Piłkarze Spójni do treningowego reżimu powrócą 16 stycznia. Do tego czasu zawodnicy pracować będą na indywidualnych rozpiskach. Już teraz jednak trwają poszukiwania ewentualnych wzmocnień. Jednym z priorytetów dla Spójni będzie pozyskanie golkipera, bowiem z zespołem rozstaje się Łukasz Krzczuk. Bramkarz podjął pracę fizjoterapeuty w GKS-ie Tychy. - Bez wątpienia potrzebujemy bramkarza.

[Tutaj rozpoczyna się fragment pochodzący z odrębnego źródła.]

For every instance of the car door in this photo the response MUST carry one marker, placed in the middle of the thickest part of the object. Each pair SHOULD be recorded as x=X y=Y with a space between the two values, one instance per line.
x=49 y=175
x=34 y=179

Wiemy, że Łukasz zadeklarował, iż kończy z graniem w piłkę. Jesteśmy "po słowie" z jednym golkiperem i mam nadzieję, że uda nam się dopiąć jego transfer - zdradza Dariusz Kłus, trener ekipy z Landeka. 

 

Oprócz odejścia Krzczuka, pod dużym znakiem zapytania stoi przyszłość Szymon Kusia. Miniona runda była dla landeczan dość sporą sinusoidą. Finalna 10. lokata na koniec kampanii jesiennej z pewnością nikogo nie satysfakcjonuje w Landeku, dlatego potencjalne wzmocnienia mają spowodować marsz w górę tabeli. - Nie ukrywam, że przede wszystkim chodzi nam o jakościowe transfery. Tak naprawdę każda formacja wymaga wzmocnienia. Mam nadzieję, że na pierwszym treningu w nowym roku pojawią się nowe twarze - zaznacza Kłus.